By
DPA
Translated by
Roberta HERRERA
Published
Jul 17, 2024
Following its third-quarter results, Douglas has revised its outlook upwards for the fiscal year 2023/24, now anticipating revenue growth of about 8.5%, up from the previously forecasted 7%.
Following its third-quarter results, the perfume retailer Douglas has revised its outlook upwards for the fiscal year 2023/24, now anticipating revenue growth of about 8.5%, up from the previously forecasted 7%.
Additionally, the company, listed on the SDax index of secondary stocks, is on track to achieve its projected medium-term earnings before interest, taxes, depreciation, and amortization (EBITDA) margin of 18.5%. Last year, this figure was at 17.7%.
Since its IPO in March, the company’s stock has experienced significant volatility but this morning showed signs of stabilization, climbing 5.8% to €18.32.
Revenue for the group rose by 7.3% during the quarter from April to June, with both in-store and online sales contributing equally to this growth.
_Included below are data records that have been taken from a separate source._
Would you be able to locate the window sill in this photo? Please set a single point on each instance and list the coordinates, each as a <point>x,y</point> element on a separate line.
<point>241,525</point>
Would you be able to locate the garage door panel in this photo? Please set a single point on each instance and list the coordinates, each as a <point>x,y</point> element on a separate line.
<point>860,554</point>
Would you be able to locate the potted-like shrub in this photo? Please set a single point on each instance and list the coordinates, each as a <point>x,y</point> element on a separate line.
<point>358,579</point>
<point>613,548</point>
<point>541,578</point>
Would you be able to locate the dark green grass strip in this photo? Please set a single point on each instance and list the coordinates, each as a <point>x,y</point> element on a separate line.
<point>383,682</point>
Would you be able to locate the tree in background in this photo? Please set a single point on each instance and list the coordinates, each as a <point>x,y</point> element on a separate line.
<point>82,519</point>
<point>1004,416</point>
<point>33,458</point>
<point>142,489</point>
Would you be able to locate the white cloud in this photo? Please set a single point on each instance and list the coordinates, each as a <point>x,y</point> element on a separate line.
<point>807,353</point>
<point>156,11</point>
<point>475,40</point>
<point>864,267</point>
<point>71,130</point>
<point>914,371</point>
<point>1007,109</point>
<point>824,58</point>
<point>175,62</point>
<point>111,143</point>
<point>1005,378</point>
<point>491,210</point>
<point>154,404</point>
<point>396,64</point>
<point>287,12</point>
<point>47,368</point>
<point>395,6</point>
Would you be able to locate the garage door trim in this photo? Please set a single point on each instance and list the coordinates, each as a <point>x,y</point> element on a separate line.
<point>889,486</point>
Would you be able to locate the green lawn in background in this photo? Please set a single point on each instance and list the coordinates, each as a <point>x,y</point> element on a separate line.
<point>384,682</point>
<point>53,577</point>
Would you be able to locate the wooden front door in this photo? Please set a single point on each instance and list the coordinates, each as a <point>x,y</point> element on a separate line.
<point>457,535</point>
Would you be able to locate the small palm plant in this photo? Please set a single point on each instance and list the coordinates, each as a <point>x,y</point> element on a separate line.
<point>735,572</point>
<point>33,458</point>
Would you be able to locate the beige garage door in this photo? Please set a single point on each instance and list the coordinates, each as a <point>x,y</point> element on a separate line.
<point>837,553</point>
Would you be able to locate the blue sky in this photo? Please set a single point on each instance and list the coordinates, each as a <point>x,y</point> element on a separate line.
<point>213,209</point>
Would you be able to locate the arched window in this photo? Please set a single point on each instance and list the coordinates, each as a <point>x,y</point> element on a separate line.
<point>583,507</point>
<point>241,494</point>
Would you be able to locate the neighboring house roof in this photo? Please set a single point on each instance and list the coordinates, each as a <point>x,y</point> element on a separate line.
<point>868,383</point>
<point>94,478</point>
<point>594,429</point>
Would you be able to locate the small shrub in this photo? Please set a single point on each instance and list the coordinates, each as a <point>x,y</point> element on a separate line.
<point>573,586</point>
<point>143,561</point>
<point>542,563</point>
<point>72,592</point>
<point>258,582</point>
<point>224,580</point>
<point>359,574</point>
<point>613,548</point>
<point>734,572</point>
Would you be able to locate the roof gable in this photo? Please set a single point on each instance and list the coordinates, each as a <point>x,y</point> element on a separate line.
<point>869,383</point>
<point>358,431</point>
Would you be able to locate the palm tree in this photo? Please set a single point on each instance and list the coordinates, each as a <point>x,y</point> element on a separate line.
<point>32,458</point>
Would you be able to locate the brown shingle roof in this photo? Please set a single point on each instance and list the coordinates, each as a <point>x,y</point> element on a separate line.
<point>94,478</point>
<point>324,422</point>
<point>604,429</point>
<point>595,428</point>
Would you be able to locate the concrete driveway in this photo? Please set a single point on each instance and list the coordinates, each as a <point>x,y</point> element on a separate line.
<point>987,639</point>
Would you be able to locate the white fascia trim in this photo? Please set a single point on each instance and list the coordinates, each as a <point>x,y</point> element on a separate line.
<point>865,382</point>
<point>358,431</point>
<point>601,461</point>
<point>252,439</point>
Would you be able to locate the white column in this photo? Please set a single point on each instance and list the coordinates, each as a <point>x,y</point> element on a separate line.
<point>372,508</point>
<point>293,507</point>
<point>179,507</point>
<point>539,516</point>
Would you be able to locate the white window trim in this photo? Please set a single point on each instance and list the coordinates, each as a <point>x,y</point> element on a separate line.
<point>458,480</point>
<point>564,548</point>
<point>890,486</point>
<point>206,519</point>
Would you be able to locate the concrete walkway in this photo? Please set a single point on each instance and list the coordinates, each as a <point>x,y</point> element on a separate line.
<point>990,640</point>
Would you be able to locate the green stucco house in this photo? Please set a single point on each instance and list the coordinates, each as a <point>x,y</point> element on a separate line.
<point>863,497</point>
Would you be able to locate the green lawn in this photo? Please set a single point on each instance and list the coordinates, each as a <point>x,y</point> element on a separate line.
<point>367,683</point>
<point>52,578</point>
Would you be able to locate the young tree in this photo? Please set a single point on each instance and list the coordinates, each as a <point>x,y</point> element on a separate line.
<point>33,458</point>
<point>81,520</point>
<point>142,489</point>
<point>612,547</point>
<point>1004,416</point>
For the three-quarters of the year, growth stood at 8.7%, translating to a revenue of €3.5 billion. Full financial results will be published on August 14.
Douglas is also increasingly focusing on its core business of high-end cosmetics. On July 16, the company signed an agreement to sell its online pharmacy, Disapo, to MYA Health. The deal is expected to close by the end of July, which Douglas hopes will enhance its profitability.